Fake news is based on information that is not correct. It is often created by individuals who want to spread fear and panic, or by people who believe in theories that are not based on any scientific fact. 

The Department of Health’s (DoH) SA Coronavirus website www.sacoronavirus.co.za describes three types of fake news:

  • Disinformation: Information that is false and deliberately created to harm a person, social group, organisation or country.
  • Misinformation: Information that is false but not created to cause harm or mislead readers.
  • Mal-information: Deliberate publication of private information for personal or private interest, as well as the deliberate manipulation of genuine content.

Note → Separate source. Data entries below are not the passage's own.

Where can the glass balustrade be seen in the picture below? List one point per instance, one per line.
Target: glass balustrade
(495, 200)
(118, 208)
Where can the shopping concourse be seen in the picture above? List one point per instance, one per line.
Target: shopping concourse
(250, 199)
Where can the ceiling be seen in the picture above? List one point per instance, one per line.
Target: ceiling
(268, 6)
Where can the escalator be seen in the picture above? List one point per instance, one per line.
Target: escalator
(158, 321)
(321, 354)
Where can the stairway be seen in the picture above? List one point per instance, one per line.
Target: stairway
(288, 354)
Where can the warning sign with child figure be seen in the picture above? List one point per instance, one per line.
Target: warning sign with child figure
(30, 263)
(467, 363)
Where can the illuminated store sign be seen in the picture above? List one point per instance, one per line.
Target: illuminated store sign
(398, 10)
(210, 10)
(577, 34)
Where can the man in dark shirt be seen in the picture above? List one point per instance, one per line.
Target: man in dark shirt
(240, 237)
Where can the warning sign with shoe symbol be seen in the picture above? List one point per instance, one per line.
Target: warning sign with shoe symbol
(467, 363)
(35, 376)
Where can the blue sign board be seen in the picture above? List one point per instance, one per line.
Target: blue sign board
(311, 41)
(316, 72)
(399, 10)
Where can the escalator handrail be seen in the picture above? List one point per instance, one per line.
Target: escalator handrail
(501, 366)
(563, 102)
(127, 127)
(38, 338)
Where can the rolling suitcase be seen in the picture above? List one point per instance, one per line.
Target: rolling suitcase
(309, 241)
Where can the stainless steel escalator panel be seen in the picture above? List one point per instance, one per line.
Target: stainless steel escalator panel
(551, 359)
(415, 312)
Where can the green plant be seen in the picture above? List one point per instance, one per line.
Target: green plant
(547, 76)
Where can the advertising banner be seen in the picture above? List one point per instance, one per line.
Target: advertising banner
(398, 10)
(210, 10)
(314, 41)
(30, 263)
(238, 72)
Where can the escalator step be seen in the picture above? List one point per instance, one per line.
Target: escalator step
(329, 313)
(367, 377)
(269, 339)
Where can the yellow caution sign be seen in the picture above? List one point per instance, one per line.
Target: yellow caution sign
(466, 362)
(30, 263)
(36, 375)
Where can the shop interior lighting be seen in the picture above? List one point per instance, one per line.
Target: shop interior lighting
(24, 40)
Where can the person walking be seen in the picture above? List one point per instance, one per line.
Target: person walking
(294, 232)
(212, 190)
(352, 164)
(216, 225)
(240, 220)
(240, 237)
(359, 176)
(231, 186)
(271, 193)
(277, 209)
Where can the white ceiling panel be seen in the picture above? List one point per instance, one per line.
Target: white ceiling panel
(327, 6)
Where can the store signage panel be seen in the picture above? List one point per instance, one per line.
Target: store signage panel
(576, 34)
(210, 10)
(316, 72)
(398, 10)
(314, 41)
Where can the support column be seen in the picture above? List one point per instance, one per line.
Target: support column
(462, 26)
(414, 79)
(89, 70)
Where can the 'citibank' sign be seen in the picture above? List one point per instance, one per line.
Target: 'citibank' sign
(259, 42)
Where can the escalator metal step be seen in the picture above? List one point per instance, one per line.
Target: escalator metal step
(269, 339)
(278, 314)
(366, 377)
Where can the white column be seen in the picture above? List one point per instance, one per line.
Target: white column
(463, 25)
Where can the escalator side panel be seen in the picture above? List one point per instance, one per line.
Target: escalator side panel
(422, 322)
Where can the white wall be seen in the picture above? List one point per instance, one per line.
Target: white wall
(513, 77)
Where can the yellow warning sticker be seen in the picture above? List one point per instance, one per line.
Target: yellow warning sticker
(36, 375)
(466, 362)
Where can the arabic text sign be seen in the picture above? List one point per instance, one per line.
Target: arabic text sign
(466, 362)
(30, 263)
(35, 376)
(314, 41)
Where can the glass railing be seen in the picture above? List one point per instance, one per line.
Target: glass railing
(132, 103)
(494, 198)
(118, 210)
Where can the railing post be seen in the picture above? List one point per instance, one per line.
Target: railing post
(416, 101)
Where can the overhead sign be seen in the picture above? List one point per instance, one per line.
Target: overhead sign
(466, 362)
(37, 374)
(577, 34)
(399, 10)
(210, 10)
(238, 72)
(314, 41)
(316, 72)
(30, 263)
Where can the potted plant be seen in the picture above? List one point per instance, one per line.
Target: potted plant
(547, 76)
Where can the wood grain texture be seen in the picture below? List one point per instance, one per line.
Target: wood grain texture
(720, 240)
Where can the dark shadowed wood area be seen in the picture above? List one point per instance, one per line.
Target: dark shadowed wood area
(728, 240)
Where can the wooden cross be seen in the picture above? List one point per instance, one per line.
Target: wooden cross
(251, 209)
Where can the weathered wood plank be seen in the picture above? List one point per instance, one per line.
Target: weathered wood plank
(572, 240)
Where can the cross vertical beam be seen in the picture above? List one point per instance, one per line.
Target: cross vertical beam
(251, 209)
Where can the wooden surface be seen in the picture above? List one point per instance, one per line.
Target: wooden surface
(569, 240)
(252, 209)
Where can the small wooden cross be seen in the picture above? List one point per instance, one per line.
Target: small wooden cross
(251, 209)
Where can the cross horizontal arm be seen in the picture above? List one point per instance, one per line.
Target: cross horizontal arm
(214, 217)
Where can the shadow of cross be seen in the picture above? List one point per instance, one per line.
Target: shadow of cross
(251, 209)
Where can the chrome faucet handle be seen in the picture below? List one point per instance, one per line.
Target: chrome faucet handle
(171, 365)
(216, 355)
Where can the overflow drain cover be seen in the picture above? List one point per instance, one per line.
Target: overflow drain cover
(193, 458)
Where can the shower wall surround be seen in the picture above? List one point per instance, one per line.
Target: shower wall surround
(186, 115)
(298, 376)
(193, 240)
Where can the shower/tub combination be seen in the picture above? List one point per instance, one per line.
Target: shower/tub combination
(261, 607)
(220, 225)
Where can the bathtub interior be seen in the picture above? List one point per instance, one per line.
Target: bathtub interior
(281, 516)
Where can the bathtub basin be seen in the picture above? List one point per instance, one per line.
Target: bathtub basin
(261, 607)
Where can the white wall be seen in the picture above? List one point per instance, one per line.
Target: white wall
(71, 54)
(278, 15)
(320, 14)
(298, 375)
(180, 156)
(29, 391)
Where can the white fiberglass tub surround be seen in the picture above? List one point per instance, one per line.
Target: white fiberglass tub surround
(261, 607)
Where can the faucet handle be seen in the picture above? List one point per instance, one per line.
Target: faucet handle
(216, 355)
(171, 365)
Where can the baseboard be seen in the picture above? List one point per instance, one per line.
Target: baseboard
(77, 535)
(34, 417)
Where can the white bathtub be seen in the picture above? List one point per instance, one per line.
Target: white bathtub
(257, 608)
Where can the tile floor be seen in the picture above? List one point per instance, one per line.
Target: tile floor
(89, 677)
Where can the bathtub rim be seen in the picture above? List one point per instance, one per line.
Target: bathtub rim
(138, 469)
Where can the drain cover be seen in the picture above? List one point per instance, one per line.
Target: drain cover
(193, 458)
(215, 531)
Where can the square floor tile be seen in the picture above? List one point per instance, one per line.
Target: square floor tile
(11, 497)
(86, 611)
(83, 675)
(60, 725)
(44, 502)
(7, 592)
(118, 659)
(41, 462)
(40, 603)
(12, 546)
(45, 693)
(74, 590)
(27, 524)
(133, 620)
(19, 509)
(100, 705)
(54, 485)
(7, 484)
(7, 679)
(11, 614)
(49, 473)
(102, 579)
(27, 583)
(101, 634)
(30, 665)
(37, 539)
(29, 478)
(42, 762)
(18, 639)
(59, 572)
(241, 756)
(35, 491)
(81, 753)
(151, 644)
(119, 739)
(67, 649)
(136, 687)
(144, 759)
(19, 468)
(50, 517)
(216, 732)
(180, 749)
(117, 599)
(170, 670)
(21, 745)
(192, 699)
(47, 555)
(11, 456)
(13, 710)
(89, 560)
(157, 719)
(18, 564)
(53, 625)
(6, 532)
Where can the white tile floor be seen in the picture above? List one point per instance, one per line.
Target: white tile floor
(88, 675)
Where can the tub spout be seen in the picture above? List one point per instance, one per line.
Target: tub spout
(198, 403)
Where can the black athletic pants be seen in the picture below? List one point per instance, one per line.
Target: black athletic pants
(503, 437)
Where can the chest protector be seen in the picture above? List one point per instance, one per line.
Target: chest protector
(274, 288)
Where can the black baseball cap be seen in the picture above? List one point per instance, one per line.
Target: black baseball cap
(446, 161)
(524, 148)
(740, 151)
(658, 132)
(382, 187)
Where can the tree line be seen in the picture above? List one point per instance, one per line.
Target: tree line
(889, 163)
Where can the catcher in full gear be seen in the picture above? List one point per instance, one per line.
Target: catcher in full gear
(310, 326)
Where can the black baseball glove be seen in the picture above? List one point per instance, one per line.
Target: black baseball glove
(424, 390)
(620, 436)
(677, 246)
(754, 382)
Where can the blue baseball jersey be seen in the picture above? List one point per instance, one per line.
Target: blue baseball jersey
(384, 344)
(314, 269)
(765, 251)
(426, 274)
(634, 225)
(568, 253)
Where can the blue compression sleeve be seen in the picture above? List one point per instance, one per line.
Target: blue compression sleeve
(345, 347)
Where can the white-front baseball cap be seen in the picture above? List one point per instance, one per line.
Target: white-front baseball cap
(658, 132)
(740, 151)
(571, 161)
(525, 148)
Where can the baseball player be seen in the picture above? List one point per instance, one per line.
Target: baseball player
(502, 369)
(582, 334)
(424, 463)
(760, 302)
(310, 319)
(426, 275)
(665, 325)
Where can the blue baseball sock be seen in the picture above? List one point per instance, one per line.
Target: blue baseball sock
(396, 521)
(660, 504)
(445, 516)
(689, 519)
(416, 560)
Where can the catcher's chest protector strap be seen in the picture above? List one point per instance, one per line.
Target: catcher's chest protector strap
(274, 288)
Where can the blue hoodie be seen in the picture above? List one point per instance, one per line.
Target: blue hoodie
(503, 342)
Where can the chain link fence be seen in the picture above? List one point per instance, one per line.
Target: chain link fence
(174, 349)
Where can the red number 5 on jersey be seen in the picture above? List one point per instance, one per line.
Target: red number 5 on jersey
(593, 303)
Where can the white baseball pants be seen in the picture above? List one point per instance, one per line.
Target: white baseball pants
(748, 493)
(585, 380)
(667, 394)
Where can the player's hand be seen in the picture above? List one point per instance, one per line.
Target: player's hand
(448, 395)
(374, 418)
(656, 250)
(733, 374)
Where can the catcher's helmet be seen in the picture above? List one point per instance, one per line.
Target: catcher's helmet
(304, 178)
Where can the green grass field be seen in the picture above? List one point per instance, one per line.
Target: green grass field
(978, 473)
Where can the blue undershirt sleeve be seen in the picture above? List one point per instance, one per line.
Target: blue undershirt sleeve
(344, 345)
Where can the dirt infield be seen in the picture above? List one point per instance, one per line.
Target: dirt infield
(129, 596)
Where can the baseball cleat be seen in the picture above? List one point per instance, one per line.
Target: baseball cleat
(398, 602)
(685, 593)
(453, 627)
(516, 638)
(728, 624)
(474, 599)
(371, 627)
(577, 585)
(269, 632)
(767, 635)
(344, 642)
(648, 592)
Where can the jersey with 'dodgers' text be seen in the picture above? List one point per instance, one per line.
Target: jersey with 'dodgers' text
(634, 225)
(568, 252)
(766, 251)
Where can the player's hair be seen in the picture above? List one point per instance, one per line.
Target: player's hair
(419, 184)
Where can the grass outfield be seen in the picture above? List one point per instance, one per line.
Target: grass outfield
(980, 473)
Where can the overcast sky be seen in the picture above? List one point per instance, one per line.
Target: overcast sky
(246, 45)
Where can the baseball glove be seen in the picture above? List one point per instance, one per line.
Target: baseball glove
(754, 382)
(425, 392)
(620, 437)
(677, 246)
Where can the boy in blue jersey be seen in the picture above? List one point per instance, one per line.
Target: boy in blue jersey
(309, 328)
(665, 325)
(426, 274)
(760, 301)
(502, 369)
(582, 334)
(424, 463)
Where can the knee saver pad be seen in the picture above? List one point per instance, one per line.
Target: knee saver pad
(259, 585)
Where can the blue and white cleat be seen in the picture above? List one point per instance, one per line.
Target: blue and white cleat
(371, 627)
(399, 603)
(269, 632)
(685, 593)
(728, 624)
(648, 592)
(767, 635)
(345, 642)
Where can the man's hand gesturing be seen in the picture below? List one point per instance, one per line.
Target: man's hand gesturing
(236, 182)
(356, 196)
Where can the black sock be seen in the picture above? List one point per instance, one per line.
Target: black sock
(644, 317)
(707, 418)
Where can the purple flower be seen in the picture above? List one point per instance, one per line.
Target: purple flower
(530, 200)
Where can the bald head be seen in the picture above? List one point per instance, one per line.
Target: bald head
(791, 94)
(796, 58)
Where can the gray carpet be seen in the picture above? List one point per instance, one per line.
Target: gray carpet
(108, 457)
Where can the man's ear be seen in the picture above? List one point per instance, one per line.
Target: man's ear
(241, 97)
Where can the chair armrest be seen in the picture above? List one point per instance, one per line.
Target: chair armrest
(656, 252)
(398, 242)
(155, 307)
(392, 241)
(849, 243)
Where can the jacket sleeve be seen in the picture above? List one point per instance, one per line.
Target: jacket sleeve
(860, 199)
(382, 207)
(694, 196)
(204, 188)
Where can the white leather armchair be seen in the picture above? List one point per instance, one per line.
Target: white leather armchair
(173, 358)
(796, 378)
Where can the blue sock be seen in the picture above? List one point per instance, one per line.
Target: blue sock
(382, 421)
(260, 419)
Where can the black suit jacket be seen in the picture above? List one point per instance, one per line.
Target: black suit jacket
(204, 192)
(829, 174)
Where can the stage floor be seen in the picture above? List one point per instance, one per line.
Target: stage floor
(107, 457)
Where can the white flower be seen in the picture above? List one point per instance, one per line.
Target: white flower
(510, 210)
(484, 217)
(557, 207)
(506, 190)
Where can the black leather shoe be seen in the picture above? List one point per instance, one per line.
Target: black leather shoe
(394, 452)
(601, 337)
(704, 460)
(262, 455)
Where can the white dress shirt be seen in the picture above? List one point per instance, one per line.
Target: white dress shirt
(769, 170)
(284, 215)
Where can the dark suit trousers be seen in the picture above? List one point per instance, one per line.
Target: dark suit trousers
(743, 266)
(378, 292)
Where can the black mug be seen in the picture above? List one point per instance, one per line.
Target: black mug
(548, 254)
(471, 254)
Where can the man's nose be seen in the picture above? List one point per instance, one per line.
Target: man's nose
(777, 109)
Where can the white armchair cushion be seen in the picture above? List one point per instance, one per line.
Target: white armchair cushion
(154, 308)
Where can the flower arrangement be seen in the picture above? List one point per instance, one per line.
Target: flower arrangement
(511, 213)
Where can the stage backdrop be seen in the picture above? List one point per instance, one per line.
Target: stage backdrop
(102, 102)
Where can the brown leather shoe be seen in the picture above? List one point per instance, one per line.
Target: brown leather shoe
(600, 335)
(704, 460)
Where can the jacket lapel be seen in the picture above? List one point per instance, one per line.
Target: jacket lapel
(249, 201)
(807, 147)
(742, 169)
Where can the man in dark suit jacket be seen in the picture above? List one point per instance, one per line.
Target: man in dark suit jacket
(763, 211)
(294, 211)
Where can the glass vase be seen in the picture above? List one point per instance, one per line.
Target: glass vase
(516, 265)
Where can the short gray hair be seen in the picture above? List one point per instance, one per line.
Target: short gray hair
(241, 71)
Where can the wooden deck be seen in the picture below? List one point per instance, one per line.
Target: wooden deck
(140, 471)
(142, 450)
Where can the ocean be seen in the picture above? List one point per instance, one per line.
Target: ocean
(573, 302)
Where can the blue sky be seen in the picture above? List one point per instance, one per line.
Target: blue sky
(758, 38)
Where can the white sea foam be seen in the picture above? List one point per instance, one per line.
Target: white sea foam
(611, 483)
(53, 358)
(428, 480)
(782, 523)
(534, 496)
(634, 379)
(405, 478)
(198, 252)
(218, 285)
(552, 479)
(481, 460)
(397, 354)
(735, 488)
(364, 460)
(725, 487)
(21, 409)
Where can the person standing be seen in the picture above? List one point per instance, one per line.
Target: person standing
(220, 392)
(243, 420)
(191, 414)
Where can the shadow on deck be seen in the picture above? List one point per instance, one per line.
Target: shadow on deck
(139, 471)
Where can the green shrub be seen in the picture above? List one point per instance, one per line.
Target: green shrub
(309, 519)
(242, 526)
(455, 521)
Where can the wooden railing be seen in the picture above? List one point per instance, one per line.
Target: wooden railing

Fake news can take the form of WhatsApp messages, social media videos or articles on fake news websites. In South Africa, we have seen a rise in the amount of fake news being spread about COVID-19. This has the potential to hamper government’s efforts to slow the spread of infection. 

Identify fake news

The DoH advises that when you receive information about COVID-19, you verify the source of the information. 

If you are able to access the internet, then you should immediately research the information. You should quickly be able to find out whether it is true. 

 In general, you should not trust any information that comes from an ‘anonymous source’. Make sure that you find out if something is factual before sharing it or you could cause unnecessary panic and even get into trouble with the police.

You should not rely on social media and WhatsApp messages for reliable news and advice on COVID-19. Limit yourself to getting information from reliable sources, such as the World Health Organisation and the DoH. This information is based on scientific fact and intense research into COVID-19.    

Government has set up a coronavirus hotline and a WhatsApp portal where you can ask any questions you may have about COVID-19 information. Call 0800 029 999 or send the word ‘Hi’ to 0600 123 456 on WhatsApp.